I was in pieces in the evening. So much for feeling good in the morning. So much for a therapist helping. I totally crashed into every single unhealthy coping mechanism I could think of to bury or escape the utterly overwhelming pain and fear. Overdid food. Overdid drink. Overdid other things, overdid, overdid. Overdid. Still it didnt work. Was panicked, Alone. Terrified. Fully triggered. Thought to call Samaritans but just couldnt manage, Thought to post here but just couldnt.

I tried to go to sleep but felt nauseous and was afraid I'd be sick.

It was one of the worst experiences of my life. My future felt hopeless. My past a nightmare. My present, *.

Thank goodness the night has gone, and its the next day now. I dont ever want to go through that again so alone. Its one thing if I feel the threrapist is someone I can trust, or who can judge what I can and cant manage, or who can help me through things. But she just feels inept, clumsy, stupid, and its terrifying to think that THAT is the person handling your most delicate important inner workings.

I want to arrange someone else suitable but this benefits appeal means I am snowed under with other tasks and dont have the time or energy to arrange someone else to see. Thats going to be the case for the next two weeks. My only other option is to just see nobody for that time, but Im scared as Im alone already. Then again, I cant handle the thought of her again. It just gets worse every time with her.

I have called the Samaritans before-I'm not suicidal, ironically if only because I have a fear of death. And they are open to anyone now, even if youre just feeling upset. Anyway-they are sometimes soothing and helpful to talk to for me. So im considering just having a long talk with them next week, and journaling as usual, as well as posting here, and perhaps in the 'difficult day' section if I need to. Hopefully the weather will be okay for a few short walks to the beach too. So Im considering this instead of seeing her (although I do most of it anyway weekly).

But I dont know-theres just something about talking face to face with someone that I see as 'the right thing Im supposed to do'. But I think that was forced on me by my mother.

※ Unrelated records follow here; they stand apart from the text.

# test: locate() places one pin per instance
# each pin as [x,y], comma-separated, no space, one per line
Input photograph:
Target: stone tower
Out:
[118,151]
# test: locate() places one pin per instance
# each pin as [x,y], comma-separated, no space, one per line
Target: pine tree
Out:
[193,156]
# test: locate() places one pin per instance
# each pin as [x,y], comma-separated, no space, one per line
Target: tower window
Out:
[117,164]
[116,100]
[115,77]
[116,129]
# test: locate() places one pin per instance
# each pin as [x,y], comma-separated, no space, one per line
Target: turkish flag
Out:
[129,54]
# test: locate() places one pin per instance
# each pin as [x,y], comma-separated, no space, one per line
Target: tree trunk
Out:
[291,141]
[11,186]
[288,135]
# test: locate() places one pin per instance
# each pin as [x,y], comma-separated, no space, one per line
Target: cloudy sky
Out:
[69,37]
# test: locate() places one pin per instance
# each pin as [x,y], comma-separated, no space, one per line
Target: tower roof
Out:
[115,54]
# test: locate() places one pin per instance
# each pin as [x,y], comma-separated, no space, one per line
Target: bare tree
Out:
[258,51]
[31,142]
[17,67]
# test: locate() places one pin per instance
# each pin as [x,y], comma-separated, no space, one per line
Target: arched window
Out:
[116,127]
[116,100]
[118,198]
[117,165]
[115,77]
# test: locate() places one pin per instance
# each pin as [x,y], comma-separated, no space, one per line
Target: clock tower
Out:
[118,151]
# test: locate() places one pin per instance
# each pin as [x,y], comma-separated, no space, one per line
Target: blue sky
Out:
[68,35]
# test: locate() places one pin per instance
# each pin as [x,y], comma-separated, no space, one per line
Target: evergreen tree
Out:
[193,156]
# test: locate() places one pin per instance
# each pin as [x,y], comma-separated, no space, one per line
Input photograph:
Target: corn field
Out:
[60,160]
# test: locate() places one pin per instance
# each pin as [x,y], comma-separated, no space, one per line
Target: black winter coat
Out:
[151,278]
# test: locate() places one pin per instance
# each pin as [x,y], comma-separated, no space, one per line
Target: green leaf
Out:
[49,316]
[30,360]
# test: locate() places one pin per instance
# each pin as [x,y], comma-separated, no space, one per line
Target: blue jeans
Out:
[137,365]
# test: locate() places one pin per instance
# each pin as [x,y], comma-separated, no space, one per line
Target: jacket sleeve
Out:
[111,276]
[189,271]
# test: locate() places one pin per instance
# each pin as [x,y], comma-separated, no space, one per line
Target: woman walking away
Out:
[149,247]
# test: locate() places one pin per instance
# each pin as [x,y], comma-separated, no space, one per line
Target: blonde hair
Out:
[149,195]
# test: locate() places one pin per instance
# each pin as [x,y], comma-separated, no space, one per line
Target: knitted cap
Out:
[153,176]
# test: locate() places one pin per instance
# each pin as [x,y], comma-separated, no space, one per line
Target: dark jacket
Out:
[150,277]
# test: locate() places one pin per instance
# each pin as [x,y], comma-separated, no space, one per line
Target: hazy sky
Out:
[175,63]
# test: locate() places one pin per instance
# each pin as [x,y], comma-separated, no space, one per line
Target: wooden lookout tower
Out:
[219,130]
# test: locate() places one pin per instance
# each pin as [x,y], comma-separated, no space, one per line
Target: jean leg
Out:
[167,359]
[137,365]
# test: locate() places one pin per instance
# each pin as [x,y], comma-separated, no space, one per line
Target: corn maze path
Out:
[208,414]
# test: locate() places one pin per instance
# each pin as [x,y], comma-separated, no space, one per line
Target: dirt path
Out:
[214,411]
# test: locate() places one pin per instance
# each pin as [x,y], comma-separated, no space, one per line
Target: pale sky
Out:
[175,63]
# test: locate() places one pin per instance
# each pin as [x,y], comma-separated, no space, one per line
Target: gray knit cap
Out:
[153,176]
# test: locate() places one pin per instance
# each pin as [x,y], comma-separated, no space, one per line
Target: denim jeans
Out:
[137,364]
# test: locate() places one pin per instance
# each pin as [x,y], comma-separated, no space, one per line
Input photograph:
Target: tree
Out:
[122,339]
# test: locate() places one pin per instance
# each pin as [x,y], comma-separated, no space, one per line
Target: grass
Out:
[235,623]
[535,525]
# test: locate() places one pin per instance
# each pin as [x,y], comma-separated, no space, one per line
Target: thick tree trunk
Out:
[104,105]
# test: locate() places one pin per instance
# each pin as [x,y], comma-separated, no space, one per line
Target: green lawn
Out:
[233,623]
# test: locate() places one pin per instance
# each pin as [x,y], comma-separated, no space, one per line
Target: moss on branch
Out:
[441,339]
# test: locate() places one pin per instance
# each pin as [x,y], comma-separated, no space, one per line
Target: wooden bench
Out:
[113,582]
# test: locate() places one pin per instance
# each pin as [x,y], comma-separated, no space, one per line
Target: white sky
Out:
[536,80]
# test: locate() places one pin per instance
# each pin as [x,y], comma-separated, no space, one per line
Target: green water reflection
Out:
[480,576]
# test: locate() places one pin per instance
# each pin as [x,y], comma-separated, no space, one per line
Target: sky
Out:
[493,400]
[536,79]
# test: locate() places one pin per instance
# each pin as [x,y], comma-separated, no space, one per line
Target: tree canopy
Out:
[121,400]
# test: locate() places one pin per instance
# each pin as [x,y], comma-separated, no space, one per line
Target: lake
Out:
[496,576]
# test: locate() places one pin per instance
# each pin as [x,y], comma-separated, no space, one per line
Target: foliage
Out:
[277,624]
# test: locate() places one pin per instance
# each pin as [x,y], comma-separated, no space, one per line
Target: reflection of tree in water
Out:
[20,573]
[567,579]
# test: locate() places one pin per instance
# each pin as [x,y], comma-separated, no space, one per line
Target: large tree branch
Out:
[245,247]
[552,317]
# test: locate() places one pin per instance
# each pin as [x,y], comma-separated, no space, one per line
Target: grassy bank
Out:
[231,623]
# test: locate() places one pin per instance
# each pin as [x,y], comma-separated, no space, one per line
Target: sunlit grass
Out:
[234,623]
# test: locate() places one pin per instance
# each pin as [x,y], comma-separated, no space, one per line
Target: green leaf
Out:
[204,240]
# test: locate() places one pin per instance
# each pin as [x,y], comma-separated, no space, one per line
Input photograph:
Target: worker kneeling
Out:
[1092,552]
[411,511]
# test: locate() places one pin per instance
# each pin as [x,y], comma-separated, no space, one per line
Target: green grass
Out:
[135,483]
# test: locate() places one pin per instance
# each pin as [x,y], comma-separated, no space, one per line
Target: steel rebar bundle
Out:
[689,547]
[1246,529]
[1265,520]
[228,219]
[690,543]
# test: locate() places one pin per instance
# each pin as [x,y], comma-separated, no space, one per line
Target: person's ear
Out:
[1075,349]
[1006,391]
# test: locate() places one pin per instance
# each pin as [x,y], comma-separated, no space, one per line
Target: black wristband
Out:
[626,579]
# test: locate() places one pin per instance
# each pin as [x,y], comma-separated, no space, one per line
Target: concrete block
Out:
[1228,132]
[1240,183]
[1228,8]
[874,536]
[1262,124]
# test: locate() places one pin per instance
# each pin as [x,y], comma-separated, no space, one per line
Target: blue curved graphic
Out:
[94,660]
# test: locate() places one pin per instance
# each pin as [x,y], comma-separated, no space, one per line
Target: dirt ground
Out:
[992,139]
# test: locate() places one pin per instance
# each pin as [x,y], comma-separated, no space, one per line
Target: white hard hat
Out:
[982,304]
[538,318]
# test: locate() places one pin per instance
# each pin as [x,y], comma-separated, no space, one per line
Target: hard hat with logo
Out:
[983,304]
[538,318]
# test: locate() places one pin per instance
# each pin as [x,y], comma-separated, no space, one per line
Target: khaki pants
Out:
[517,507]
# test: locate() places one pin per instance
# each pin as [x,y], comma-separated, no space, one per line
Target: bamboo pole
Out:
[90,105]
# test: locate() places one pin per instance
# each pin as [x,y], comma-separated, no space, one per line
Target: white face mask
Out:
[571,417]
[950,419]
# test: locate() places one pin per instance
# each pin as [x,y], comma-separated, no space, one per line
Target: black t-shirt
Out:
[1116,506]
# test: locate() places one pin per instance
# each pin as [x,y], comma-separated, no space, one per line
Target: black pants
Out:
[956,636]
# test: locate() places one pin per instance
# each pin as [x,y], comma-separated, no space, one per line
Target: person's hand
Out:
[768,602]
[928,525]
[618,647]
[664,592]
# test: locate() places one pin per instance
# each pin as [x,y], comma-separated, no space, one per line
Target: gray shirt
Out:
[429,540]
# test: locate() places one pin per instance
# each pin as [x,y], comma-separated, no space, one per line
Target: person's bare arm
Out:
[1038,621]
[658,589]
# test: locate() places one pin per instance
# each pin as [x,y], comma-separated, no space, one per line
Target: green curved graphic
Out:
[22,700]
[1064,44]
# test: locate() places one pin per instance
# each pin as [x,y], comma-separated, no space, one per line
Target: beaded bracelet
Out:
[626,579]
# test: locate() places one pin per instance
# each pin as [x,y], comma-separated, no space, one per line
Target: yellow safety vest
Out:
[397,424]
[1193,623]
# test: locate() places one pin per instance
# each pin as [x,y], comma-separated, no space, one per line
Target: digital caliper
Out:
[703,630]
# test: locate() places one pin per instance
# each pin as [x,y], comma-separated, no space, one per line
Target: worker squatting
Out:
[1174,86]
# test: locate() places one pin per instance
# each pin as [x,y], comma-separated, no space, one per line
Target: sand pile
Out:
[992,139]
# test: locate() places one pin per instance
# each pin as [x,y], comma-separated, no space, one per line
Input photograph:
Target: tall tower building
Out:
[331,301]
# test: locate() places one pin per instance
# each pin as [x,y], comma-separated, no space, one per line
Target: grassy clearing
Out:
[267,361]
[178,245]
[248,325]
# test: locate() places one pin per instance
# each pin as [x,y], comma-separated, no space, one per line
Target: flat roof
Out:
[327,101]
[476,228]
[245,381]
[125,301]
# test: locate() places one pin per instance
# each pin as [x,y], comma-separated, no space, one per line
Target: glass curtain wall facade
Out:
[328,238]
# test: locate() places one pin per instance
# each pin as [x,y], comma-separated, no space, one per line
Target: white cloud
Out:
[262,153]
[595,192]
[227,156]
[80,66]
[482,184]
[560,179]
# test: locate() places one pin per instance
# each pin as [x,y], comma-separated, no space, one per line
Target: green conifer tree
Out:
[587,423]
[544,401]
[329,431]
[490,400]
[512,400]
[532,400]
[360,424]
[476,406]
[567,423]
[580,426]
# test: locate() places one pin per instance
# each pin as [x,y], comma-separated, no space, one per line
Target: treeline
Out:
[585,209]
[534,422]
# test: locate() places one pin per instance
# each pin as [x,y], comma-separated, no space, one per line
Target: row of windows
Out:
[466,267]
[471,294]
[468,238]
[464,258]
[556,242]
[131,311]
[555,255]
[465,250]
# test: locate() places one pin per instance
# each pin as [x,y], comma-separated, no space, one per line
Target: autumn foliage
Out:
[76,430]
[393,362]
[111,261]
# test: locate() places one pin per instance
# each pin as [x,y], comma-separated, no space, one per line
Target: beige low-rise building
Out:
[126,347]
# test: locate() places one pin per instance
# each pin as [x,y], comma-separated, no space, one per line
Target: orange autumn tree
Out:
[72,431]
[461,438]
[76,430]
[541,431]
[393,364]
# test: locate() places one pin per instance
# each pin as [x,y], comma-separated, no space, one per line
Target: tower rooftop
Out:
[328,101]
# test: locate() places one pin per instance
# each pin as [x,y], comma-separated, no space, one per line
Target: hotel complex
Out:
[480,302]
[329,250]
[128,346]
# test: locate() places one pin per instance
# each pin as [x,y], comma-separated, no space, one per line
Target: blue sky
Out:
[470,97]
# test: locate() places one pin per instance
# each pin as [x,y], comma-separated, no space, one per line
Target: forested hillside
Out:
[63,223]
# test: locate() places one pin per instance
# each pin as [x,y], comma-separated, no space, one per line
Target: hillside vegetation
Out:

Healthy or not, the way she forced it on me, and the awful consequences, has left me fearful of people, whilst thinking Im somehow 'bad' 'weak' and going to suffer if I dont do more of it, I don't know.

Maybe I need to listen more to my body about whats right for me right at this moment?

Hope67

Hi Memorex,
I just wanted to say something about what you've written - I can see you've had a tough time - really really tough, and I read what you wrote, and I thought how brave you were to be able to face attending what was a final session with that T, because I would feel unable to do that - go to any kind of 'ending' - because of my fears of abandonment and endings - I just wanted to say that.  Although it was very hard for you, I also admire the fact that you were able to go - but I just wish that the T could have been more supportive, and not excacerbated your obvious discomfort.   :hug: to you, if that's ok.
I hope you can find someone new to have as a T, and that you manage to cope.